Physical Safeguards of the Security Rule

HIPAA
June 7, 2021
In Part two of our series on the HIPAA Security Rule, we'll take a deep dive and examine physical safeguards of the Security rule.

Security Rule Physical Safeguards 

The HIPAA Security Rule contains three types of required standards of implementation that all business associates and covered entities must abide by. These standards are Administrative Safeguards, Physical Safeguards, and Technical Safeguards. In part 1 of this series, we examined in detail the administrative safeguards required under HIPAA. In part 2, we will pivot to the next set.

Physical Safeguards are the policies and procedures for protecting PHI within electronic information systems, equipment, and the buildings they are housed in from unauthorized intrusion. Common examples of Physical Safeguards include:

Facility Access Controls 

  • Contingency Operations (A): Refers to physical security measures entities established in the event of the activation of contingency plans and employed while the contingency plans required by the Administrative Safeguards are active. These operations will be in motion during or immediately after a breach or emergency situation. 
  • Facility Security Plan (A): Defines and documents the safeguards used by the covered entity to protect the facility or facilities. Facility security plans document the use of physical access controls, and these controls must ensure that only authorized individuals have access to facilities and equipment that contain EPHI. Some common examples are things like signs of restricted areas, locked doors, private security to patrol the facility, identification badges and/or surveillance cameras.
  • Access Control and Validation Procedures (A): These procedures are the means by which a covered entity will actually determine which employees should have access to certain locations within the facility based on their role or function. The access permissions will depend on the covered entity’s environmental characteristics. In a large organization, because of the size of their workforce and large number of visitors, they would have to validate every time for every visit. In a small doctor’s office it may not be necessary to check identity every time he or she visits, because the identity would already be known.
  • Maintenance Records (A): Requires that covered entities document repairs and modifications to the physical components of a facility which are related to security. Hardware, walls, doors and locks are just some examples. In a large organization, various repairs and modifications of physical security components may need to be documented in more detail and maintained in a database. For a small office, documentation may simply be a logbook that notes the date, reason for repair or modification and who authorized it.

Workstation Use (R)

Workstation is defined in the rule as “an electronic computing device, for example, a laptop or desktop computer, or any other device that performs similar functions, and electronic media stored in its immediate environment.” Inappropriate use of computer workstations, like going onto unprotected sites or clicking on sketchy links in a suspicious email, can expose a covered entity to risks, such as virus attacks, compromising information systems, and breaches of confidentiality.

Workstation Security (R)

Workstation Security standard addresses how workstations are to be physically protected from unauthorized users.
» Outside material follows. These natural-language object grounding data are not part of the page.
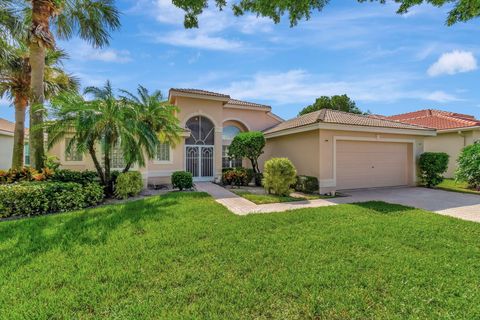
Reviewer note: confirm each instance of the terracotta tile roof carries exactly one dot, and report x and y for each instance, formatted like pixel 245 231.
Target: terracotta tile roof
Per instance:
pixel 202 92
pixel 437 119
pixel 247 104
pixel 220 95
pixel 340 117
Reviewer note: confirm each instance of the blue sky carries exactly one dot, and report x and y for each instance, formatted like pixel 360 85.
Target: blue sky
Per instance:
pixel 387 63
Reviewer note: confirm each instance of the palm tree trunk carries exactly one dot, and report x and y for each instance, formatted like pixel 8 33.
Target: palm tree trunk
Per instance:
pixel 20 103
pixel 93 154
pixel 108 176
pixel 40 38
pixel 127 167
This standard requires that covered entities: “Implement physical safeguards for all workstations that access electronic protected health information, to restrict access to authorized users.” An example would be keeping physical access to the workstation in a secure room where only employees who are authorized to have access to the workstation can enter.

Device and Media Controls 
  • Disposal (R): When covered entities dispose of any electronic media that contains EPHI they should make sure it is unusable and/or inaccessible. This can be done by either physically damaging the electronic media making it inaccessible or degaussing (running a magnetic field over the magnetic media to erase the data).
  • Media Re-use (R): Instead of disposing of electronic media, covered entities may want to reuse it. To do so, covered entities must: “Implement procedures for removal of electronic protected health information from electronic media before the media are made available for reuse.” Internal re-use may include re-deployment of PCs or sharing floppy disks. External re-use may include donation of electronic media to charity organizations or local schools.
  • Data Backup and Storage (A): This specification protects the availability of EPHI and is similar to the Data Backup Plan for the contingency plan standard of the Administrative Safeguards. This is required when moving data from one hard drive to another so that there is a backup copy if something happens to the original data. Therefore, it’s likely that both implementation specifications may be included in the same policies and procedures. Larger organizations may implement policies that require users to save all information on the network, thus eliminating the need for a hard drive backup prior to the move.
  • Accountability (A): The covered entity must: “Maintain a record of the movements of hardware and electronic media and any person responsible therefore.” If a covered entity’s hardware and media containing EPHI are moved from one location to another, a record should be maintained as documentation of the move.